The AIA as designed still needs a lot of work and testing, both with the questions and the scoring system. For example:
- The test biases heavily against systems that determine their own criteria to make a decision. Is this fair? Are humans necessarily better at determining criteria for making a decision?
- There is no reference to cultural or linguistic integrity of a community; should there be?
- Is the scoring system too strict? Not strict enough? Should we err on the side of caution for a couple of years and then evaluate?

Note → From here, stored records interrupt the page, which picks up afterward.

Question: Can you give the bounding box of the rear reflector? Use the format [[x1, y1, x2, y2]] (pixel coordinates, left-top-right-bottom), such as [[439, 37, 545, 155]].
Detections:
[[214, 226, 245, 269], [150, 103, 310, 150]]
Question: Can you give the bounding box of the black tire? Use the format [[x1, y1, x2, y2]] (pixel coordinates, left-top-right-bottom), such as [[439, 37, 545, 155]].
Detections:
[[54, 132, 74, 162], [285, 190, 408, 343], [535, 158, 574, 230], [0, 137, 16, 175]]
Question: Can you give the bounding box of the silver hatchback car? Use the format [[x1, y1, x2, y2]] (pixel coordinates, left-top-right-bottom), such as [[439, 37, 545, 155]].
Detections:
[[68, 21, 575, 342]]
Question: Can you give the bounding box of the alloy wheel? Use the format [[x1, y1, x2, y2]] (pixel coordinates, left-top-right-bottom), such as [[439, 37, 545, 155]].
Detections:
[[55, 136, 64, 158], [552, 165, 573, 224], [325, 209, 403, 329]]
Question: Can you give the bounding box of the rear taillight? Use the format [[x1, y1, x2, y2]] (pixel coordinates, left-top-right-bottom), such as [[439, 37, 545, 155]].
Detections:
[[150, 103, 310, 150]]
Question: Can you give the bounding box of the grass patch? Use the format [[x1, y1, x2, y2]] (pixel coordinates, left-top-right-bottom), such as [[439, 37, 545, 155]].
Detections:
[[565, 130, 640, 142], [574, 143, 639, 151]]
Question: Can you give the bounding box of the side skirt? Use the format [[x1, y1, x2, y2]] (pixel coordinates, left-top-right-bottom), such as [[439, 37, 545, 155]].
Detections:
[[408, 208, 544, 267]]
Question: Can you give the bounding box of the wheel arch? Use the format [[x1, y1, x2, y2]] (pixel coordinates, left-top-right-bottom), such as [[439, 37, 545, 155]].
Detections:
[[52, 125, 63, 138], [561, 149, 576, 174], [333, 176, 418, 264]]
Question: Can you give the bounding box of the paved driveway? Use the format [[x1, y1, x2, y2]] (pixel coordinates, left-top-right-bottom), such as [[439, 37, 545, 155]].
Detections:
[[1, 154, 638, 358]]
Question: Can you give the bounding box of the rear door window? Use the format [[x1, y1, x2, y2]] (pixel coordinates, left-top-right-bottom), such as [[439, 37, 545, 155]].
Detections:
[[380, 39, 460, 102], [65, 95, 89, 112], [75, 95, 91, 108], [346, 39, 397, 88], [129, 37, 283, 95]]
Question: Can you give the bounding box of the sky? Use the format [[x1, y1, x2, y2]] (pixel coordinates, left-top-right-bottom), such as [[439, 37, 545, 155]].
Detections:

Assigning a quantitative score for something unquantifiable is inherently subjective and muddied with bias, in this case my biases stemming from the fact that I am a highly privileged, white, urban male. This doesn’t stop the method from being wrong, it just means that it needs significant consultation and diverse perspectives so that this bias is hammered out as much as possible. They introduce some rough comparability where otherwise there is none, but in a democratic society, they have to be scored in a way that is reflective of a diverse set of priorities and worldviews. As Hillary Hartley said: “ Including diverse voices from a range of communities, geographies, and realities is critical to understanding the populations we serve.” Arbitrary scoring systems are used for procurement or hiring boards in a variety of sectors.
One assessment of many
“It takes many good deeds to build a good reputation, and only one bad one to lose it.” — Benjamin Franklin
If you’re sitting in government, I understand how all of this might seem like a bit of a pain. An AIA enters a complex architecture of documentation that surrounds deploying a system in government. A legal opinion, a Privacy Impact Assessment, a reference architecture, a cybersecurity assessment, are just some of the documentation that needs doing, and that certainly is difficult to do in a culture that is rapidly changing to just “build the thing.” Each of these have to be maintained as the program or system evolves and that’s a lot of bureaucratic overhead for a project. Some of the questions asked by the AIA will be answered by these other documents; in those cases, feel free to copy and paste content.
But at the same time it’s important to remember that these systems impact at scale, and as you can see in Ipsos Public Affairs’ 2017 report, aren’t highly trusted. Most implementations will not be innocuous. Striking a balance between helping institutions think through consequences whilst preventing unnecessary paper burden is never easy, so I’ll be sure to revisit the process based on feedback from the first several institutions undertake it from start to finish.
So how much analysis is enough? No idea. Unless I’m mistaken, AIAs are largely uncharted territory. Barring classified information, the AIAs should be available to researchers and the general public on our Open Government Portal. So it would need to stand up to scrutiny and comment by experts. That the AIAs are drafted in the design stage provides the opportunity for civil society to weigh in early. Over time, as tools like these proliferate across jurisdictions, I’m confident that a best practice will emerge. In the meantime we’ll need some departments to be process guinea pigs.
Technology is quickly becoming the clockworks of statecraft; how we build our systems will determine how we build our society of the future. New tools and approaches to governance are required to ensure that public sector actors reflect on the impact of what they do. I foresee AIAs taking shape as important tools of governance in the near term, so it’s important that we have a collective discussion on what they should look like. This is just the start of that discussion.